My debut novel comes out this month. It's not the first I've written--I have six manuscripts tucked into a box--but it was the first one good enough to make a publisher think my story was worth money.

For over a year, the pub date has approached in the distance and now it looms close, like an iceberg I'm about to crash into. Since January I've focused on promoting myself and making the world aware of my little book. I want to think that my first novel will be hailed like the coming of a promised messiah or a new ring tone. Everyone will stop, pony up the $13.95 retail, and not take a breath until they've devoured my story. Nine months from now health departments will note a dip in the national birthrate, all because people will have stayed up late reading my book instead of making babies. Planet Earth will quit rotating, the tides will stop, the stars will not twinkle, nothing will happen until everyone on the globe has read and praised my book.

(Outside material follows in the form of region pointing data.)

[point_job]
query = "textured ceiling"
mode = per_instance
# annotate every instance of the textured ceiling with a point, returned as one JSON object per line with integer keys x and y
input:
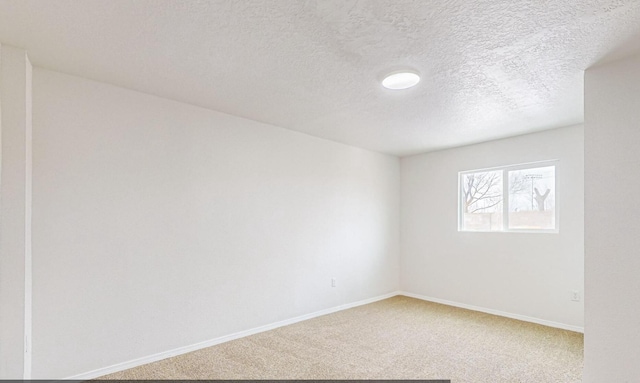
{"x": 491, "y": 68}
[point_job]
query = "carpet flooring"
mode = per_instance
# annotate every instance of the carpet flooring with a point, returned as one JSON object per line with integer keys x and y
{"x": 396, "y": 338}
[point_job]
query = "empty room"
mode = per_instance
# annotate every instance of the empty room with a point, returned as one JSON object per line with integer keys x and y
{"x": 320, "y": 189}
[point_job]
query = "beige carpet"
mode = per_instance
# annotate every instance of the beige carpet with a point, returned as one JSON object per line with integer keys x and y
{"x": 397, "y": 338}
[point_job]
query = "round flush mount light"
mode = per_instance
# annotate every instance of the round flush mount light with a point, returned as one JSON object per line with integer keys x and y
{"x": 401, "y": 80}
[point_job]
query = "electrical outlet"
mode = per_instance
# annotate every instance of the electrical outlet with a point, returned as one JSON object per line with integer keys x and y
{"x": 575, "y": 296}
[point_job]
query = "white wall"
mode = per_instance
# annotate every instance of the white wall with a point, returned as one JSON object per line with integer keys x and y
{"x": 15, "y": 216}
{"x": 526, "y": 275}
{"x": 158, "y": 224}
{"x": 612, "y": 222}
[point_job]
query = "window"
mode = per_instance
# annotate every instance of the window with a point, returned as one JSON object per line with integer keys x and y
{"x": 530, "y": 203}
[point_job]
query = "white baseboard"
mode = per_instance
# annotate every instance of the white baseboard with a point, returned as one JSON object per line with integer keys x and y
{"x": 495, "y": 312}
{"x": 212, "y": 342}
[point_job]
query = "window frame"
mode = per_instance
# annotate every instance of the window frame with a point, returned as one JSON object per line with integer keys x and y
{"x": 505, "y": 197}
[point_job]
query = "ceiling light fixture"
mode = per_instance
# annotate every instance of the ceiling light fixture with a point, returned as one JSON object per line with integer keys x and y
{"x": 401, "y": 80}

With such less than modest goals, I am getting antsy about the book launch. I do BSP--Blatant Self Promotion--at every opportunity. No segue can be too obtuse nor too crass for me not to exploit. "How tragic that a bus rolled over your mother. While you're at the hospital, you'll have to read something. By the way, I have a book coming out." An Amway Double Diamond is a retiring wallflower compared to my shameless hustle.

So take a deep breath and hold it. March 14, 2006. The release date of my debut novel. Buy it. Read it. Then exhale. And from me, thanks.

Mario
 
Wednesday, March 01, 2006
 
Congratulations to Mario, whose first novel, THE NYMPHOS OF ROCKY FLATS, was released today!